Overwatch Retribution Isn’t Enough to Solve the Game’s Narrative Problems

Games Features Overwatch
Overwatch Retribution Isn’t Enough to Solve the Game’s Narrative Problems

Overwatch has always struggled with how to integrate the game’s complex storyline with its more standardized hero shooter mechanics. The latest stab at adding a bit more in-game story to the competitive shooter follows in the path of last year’s Uprising event, but instead places the players in the shoes of the game’s mysterious Blackwatch sub-faction, on a mission to take out a crime lord in an Italian villa.

Like Uprising, this year’s Retribution feels like a cautious half-step into the game’s fiction—not quite enough to make a campaign out of, but enough to pique the interest of players grown used to mining every spare bit of Overwatch for any possible lore or background on the world. It’s a sad state of affairs in many ways—clearly the game has a developed world with interesting characters and motivations, but like I wrote about before, doesn’t let us do much with them other than shoot each other.

When Retribution shines, it recalls other co-op shooters with a distinct narrative, like Valve’s Left 4 Dead or even Call of Duty’s ongoing zombie spin-off series. But instead of taking the direction that those games do in confidently putting forth a cooperative campaign, Overwatch drip-feeds its narrative, with (so far) only a single narrative co-op event like Retribution or Uprising a year.

There’s hope, though, in that these co-op missions now have an official name in the game (“Archives”) and Retribution, for what it’s worth, does expand on many of the concepts introduced in Uprising, especially with a fully animated intro sequence and a plethora of character interactions that help flesh out the fiction of Blackwatch, before most of its members fell to Talon allegiance.

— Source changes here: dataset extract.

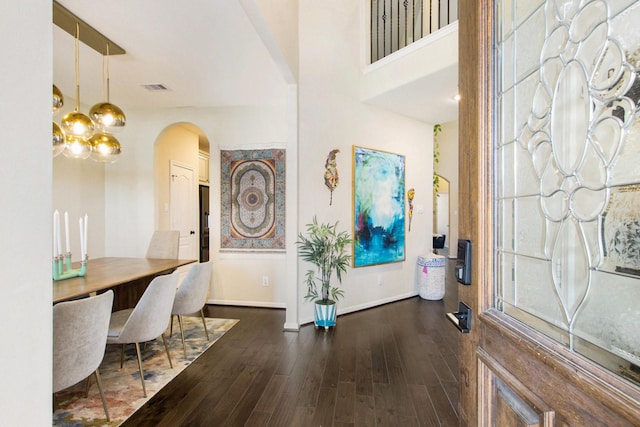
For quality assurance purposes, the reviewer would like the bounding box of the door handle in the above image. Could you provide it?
[447,301,473,334]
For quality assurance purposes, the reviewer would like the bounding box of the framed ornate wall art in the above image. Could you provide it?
[220,149,286,251]
[353,146,405,267]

In order for the narrative events of Archives to truly make an effect, however, they’re going to have to go further than what they’ve been doing so far. Retribution is short, and on easier difficulties can be breezed through in a matter of minutes. The depth of character and established lore in the game allows for far more than what we’ve seen in Archives events already. Why not a campaign stringing a pitched Overwatch mission together? Why not learn more about duo characters like Junkrat and Roadhog, or Soldier 76 and Reaper? Many of these situations have already been illustrated in the game’s many tie-in comics, but if Overwatch wants to get serious about making its fiction into something that feels real, it’s going to need to do a lot more than a once-a-year narrative co-op level.